“Por que ser jornalista no Brasil se tornou tão perigoso?” A partir de um episódio no início da carreira, em que sofreu na pele os efeitos da hostilidade, João Paulo Saconi se debruçou sobre um problema coletivo: a violência crescente contra a imprensa e os impactos que isso causa à liberdade de expressão. “Vocês da imprensa” (Máquina de Livros) é um livro que traz dados de uma pesquisa inédita, feita com 203 profissionais de todas as regiões do país, que destaca como o exercício do jornalismo vem sendo sufocado por ataques, ameaças, linchamentos virtuais e tentativas de silenciamento.
“O livro não se limita a estatísticas. O principal componente é humano, com histórias de jornalistas que morreram ou foram agredidos. Ouvi profissionais bem-sucedidos que, mesmo assim, deixaram de circular nas ruas ou cogitaram se mudar para o exterior com medo do que poderia acontecer aqui com eles e suas famílias”, explica o autor.

Em “Vocês da imprensa”, Saconi destaca episódios emblemáticos que envolveram Vera Magalhães, Patrícia Campos Mello, Luiz Fara Monteiro, Renato Alves, Raquel Landim e Natuza Nery. Ele narra também a história de Santiago Andrade, cinegrafista da Band morto em 2013, após as Jornadas de Junho. Esse período, aliás, marca o crescimento dos ataques a jornalistas, que se intensificaram entre as eleições 2014 e 2024, incluindo o impeachment de Dilma Rousseff e os atos golpistas de 8 de janeiro de 2023.
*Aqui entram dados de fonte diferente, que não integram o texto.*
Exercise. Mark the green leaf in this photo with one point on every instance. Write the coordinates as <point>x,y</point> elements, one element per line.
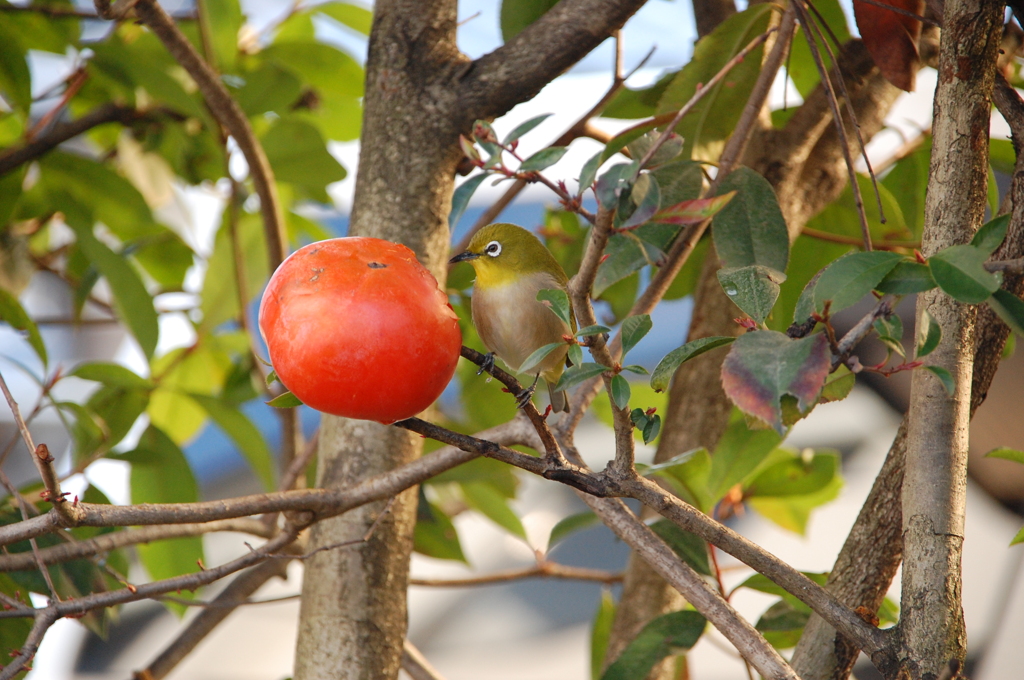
<point>852,277</point>
<point>764,366</point>
<point>523,128</point>
<point>991,235</point>
<point>356,17</point>
<point>12,313</point>
<point>945,377</point>
<point>329,70</point>
<point>298,155</point>
<point>223,20</point>
<point>712,121</point>
<point>435,536</point>
<point>570,524</point>
<point>539,355</point>
<point>692,211</point>
<point>245,435</point>
<point>1007,454</point>
<point>754,289</point>
<point>579,374</point>
<point>751,229</point>
<point>690,548</point>
<point>739,452</point>
<point>599,635</point>
<point>929,335</point>
<point>286,400</point>
<point>543,159</point>
<point>793,512</point>
<point>558,302</point>
<point>461,197</point>
<point>651,429</point>
<point>517,14</point>
<point>1010,308</point>
<point>906,279</point>
<point>669,634</point>
<point>646,196</point>
<point>160,473</point>
<point>130,297</point>
<point>1019,538</point>
<point>220,296</point>
<point>268,88</point>
<point>620,391</point>
<point>634,330</point>
<point>795,476</point>
<point>111,374</point>
<point>609,185</point>
<point>589,171</point>
<point>960,271</point>
<point>484,499</point>
<point>667,153</point>
<point>15,80</point>
<point>667,367</point>
<point>592,330</point>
“A hostilidade impacta a maneira como nós, jornalistas, pensamos as pautas e participamos de coberturas, assim como os cuidados que precisamos ter com redes sociais”, explica Saconi, que batizou o livro com uma expressão frequentemente usada por fontes, entrevistados e o próprio público para se referir a jornalistas, como se fossem uma parcela à parte do país.